Mechanism of photocatalytic oxidation of 3,4-dichlorophenol on TiO2 semiconductor surfaces

Abstract

In this paper, the results of a detailed study of the kinetics of photocatalytic oxidation of 3,4-dichlorophenol at various concentrations in oxygenated solutions on TiO2 are presented. Electron–hole recombination is often suggested to be decreased by increasing the molecular oxygen concentration; but our study indicates that this is not the primary rate enhancing property of the dissolved oxygen. It is argued here that a hydroxyl radical is ejected from the catalyst surface by photo-excitation onto a repulsive excited electronic state leading to a translationally hot OH(2π) radical. In the presence of molecular oxygen, a simple hydroxyl addition to the dichlorophenol occurs.

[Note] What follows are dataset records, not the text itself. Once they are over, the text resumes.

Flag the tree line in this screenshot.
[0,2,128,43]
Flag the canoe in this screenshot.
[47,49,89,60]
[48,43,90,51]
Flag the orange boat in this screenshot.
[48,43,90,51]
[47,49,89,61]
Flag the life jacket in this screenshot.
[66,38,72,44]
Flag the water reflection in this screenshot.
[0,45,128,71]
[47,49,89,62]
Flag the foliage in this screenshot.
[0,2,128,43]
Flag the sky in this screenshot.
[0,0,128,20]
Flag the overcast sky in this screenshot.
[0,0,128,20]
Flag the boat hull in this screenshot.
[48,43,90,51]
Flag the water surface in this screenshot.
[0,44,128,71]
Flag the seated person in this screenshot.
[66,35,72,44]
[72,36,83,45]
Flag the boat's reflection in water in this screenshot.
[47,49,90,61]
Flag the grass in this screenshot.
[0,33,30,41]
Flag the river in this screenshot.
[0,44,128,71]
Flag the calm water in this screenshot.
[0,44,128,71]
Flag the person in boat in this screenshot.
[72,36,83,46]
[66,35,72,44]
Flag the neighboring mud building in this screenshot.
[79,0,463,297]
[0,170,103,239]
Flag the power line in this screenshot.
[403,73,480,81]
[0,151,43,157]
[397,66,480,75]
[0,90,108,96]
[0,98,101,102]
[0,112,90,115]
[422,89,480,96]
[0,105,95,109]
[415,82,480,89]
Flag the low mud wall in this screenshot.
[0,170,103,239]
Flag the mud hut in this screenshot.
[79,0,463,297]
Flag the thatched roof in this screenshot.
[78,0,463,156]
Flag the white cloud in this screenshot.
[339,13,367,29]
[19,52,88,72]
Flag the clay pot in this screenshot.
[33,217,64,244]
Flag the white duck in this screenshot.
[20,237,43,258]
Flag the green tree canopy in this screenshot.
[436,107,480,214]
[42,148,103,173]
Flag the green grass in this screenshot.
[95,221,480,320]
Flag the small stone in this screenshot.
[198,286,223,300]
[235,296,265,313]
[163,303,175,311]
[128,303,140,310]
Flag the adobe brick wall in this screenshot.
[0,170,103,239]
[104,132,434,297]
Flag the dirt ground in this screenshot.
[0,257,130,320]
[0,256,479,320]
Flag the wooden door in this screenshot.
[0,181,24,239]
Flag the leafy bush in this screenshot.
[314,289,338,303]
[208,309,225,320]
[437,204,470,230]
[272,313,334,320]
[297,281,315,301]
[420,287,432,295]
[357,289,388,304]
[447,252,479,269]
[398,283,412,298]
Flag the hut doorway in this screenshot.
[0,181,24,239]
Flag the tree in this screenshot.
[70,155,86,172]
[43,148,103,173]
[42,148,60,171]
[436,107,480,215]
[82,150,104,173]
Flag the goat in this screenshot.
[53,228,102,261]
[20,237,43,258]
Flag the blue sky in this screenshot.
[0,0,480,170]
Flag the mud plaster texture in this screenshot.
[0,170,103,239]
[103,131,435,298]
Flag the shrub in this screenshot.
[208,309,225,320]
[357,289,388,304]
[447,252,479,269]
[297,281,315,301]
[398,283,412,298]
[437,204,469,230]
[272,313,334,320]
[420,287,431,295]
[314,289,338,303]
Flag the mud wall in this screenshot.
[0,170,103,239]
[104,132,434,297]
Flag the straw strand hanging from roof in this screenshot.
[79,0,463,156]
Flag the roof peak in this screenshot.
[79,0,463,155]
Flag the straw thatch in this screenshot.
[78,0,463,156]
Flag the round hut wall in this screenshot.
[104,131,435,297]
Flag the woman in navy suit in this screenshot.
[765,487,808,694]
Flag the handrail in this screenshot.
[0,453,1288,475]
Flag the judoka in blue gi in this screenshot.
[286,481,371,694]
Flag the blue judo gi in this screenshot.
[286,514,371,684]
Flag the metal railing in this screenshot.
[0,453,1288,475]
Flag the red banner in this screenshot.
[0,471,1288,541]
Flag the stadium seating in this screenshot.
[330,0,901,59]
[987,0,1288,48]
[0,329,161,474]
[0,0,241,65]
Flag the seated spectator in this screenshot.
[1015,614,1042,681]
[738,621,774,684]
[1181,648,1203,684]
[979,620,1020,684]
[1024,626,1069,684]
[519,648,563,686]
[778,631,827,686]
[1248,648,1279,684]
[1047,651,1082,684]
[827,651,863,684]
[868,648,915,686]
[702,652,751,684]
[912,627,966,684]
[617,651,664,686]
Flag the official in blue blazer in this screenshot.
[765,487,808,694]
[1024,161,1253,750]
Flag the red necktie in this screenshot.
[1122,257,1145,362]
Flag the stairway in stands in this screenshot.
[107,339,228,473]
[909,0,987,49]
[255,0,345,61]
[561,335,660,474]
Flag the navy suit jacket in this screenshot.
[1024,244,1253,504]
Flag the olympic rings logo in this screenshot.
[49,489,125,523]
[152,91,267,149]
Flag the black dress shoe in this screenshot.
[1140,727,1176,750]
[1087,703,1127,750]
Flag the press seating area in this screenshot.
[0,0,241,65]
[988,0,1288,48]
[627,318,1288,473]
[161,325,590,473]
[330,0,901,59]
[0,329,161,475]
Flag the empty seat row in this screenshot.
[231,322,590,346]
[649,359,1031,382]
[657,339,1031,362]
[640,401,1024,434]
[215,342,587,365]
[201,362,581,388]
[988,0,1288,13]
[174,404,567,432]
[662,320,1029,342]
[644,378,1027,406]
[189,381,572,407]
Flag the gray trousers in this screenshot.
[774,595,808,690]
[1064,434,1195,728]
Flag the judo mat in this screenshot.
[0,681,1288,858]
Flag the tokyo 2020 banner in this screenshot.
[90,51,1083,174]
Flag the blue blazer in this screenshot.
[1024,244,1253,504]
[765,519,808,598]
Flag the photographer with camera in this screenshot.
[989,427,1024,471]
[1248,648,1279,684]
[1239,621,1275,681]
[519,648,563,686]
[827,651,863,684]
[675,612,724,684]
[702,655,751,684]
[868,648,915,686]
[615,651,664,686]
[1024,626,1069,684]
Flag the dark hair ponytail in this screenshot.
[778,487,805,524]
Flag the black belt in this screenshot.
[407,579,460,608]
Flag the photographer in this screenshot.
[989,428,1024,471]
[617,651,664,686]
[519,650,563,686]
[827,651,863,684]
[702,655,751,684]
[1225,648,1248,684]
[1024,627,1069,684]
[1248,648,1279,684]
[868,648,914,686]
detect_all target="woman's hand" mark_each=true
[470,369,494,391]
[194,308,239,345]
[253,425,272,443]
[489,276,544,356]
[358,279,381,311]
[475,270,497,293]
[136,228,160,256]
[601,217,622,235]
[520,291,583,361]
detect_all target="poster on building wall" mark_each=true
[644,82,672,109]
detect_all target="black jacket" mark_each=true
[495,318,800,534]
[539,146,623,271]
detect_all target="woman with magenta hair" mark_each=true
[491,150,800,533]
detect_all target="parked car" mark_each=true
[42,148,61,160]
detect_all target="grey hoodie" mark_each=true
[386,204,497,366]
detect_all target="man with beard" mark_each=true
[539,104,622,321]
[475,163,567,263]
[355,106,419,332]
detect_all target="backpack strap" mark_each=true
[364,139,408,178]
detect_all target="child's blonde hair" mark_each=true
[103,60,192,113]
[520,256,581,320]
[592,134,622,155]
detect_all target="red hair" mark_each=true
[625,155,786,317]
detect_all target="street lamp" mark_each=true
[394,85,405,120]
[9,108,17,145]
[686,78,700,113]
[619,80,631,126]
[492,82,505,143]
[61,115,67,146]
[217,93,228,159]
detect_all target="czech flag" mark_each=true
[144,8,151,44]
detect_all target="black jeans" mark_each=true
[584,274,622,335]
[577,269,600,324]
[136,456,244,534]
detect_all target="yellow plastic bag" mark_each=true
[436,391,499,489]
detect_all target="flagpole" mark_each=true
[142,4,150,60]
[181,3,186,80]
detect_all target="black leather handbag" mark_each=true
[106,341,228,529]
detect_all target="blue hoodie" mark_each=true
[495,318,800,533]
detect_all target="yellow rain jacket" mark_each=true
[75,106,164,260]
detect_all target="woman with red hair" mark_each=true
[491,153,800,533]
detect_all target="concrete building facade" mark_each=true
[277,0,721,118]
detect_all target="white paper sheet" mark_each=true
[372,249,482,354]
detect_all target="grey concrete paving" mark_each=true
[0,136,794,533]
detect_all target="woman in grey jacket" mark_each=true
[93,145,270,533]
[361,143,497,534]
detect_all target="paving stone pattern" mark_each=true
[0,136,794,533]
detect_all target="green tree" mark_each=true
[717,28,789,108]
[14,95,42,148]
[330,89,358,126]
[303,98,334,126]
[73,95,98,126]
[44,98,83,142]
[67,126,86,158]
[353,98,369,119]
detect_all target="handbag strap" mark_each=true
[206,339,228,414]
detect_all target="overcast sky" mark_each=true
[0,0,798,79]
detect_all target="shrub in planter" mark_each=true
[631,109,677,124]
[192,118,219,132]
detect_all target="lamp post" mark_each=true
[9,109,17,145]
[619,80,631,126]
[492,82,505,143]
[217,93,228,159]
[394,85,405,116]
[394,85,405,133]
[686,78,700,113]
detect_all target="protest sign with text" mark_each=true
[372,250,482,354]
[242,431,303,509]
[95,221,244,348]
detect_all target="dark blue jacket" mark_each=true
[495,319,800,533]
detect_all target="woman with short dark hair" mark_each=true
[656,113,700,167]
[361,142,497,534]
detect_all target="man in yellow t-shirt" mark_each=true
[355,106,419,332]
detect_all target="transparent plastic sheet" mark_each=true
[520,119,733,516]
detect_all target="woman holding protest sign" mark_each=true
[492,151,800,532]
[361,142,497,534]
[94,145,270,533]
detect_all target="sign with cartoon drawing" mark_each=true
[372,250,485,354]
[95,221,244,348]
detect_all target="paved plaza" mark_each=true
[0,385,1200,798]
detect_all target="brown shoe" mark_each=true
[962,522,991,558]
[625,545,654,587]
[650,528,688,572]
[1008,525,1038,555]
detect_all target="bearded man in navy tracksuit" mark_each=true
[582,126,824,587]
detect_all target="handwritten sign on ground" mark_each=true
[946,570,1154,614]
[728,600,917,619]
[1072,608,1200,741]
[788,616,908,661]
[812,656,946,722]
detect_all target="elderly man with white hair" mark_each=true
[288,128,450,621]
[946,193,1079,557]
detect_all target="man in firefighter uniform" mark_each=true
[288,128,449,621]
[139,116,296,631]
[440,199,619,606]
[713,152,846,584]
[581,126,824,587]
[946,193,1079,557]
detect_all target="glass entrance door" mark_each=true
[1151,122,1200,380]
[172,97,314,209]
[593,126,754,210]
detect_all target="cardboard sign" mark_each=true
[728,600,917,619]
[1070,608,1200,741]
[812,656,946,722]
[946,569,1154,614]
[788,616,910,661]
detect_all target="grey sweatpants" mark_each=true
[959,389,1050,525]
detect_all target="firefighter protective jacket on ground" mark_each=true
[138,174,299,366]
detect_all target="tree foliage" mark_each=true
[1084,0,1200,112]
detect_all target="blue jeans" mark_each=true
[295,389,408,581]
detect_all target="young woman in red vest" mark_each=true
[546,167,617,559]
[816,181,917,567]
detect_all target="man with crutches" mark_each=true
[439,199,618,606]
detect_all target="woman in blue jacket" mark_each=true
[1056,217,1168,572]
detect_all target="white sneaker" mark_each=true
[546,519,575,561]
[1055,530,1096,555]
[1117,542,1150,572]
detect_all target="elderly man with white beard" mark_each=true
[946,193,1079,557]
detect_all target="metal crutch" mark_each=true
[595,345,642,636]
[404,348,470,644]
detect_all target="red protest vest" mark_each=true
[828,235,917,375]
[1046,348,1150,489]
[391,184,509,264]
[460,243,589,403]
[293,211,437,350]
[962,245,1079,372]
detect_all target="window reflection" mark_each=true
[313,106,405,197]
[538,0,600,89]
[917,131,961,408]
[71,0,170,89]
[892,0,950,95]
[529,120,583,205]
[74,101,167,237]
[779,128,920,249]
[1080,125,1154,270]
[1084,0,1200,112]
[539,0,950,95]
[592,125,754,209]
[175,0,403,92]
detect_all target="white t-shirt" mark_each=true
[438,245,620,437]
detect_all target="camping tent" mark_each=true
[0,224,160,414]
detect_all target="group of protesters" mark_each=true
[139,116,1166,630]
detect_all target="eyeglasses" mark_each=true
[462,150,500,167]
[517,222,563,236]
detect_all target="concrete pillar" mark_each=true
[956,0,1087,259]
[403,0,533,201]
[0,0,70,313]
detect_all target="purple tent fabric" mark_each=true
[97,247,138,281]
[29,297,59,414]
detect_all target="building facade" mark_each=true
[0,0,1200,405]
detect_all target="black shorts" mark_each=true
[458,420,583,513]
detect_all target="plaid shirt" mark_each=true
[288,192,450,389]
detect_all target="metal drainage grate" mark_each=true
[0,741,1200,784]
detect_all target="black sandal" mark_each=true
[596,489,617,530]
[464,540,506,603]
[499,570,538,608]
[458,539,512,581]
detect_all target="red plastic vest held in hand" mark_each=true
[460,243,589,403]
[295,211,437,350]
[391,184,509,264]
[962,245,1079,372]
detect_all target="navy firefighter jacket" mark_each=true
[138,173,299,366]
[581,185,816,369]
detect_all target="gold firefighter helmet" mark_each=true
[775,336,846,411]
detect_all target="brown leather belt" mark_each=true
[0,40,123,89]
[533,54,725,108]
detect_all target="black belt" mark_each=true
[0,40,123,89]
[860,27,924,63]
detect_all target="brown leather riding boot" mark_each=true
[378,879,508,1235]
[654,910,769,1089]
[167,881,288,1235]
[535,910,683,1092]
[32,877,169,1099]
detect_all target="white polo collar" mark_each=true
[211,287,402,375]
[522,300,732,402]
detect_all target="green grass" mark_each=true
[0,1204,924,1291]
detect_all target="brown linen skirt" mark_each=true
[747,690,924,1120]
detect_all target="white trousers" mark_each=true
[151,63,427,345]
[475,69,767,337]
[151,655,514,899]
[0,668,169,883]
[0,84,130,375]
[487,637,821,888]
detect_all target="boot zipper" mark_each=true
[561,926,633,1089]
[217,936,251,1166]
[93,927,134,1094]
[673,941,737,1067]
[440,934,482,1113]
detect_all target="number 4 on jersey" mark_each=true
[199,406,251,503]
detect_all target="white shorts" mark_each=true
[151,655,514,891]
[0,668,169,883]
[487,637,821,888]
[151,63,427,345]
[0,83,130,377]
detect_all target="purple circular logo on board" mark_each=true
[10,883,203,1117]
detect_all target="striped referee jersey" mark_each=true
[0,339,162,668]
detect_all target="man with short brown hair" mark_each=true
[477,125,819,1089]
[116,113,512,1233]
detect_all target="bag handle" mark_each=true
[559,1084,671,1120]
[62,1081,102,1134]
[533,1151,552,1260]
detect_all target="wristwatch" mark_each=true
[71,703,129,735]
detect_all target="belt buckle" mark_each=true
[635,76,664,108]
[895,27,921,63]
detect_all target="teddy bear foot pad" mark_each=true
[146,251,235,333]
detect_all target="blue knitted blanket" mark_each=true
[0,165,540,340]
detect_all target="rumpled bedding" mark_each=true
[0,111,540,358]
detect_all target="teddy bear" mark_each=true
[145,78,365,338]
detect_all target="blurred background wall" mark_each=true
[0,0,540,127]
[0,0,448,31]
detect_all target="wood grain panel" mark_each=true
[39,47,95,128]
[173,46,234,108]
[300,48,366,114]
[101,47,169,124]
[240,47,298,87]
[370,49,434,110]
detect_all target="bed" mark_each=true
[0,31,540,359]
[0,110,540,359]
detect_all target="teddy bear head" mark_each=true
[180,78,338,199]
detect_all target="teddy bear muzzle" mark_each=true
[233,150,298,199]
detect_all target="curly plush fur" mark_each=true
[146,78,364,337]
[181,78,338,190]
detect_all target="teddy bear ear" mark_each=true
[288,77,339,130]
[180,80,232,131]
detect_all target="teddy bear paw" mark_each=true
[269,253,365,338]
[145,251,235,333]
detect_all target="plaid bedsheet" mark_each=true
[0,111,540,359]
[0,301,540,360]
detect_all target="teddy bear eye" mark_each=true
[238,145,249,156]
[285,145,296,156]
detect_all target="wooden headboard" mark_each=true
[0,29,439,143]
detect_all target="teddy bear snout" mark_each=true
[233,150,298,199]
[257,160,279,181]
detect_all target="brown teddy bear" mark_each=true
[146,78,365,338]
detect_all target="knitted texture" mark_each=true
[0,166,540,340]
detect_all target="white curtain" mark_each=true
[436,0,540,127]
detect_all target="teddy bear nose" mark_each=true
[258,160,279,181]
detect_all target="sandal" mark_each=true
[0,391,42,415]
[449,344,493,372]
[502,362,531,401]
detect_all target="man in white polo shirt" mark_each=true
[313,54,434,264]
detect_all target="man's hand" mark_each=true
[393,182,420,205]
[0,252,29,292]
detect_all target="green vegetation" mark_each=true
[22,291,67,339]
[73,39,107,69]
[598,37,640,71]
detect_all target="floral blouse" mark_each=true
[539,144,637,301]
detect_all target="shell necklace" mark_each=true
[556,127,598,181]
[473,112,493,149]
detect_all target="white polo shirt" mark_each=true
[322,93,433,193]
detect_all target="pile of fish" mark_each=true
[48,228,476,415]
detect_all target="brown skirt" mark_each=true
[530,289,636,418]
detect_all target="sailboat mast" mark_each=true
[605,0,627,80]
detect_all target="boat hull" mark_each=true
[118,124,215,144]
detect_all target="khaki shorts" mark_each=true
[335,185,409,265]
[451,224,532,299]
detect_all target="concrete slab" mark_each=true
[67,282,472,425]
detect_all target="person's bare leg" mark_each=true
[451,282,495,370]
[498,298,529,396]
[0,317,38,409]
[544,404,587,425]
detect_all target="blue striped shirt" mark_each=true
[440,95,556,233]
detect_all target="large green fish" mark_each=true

In the absence of an adsorbed oxygen molecule, the electron transfer to the aromatic ring from a Ti3+ site causes partial dechlorination of the dichlorophenol. Subsequently, hydroxyl radical addition to the aromatic ring may occur. Hence, we find that dissolved molecular oxygen has two important roles in the photo-catalytic oxidation of 3,4-dichlorophenol on the semiconducting TiO2 surfaces. One of these is as a H-atom acceptor required in direct hydroxyl radical addition to the phenyl ring while the other is as an electron transfer inhibitor when adsorbed at defective Ti3+ sites. A theoretical model of the kinetics is proposed which is able to account semi-quantitatively for the overall features of the reaction state space. Significantly, monitoring of the intermediate species produced by these two routes shows that the relative yields can be inverted by changing the dissolved oxygen concentration which significantly is accord with the theoretical predictions.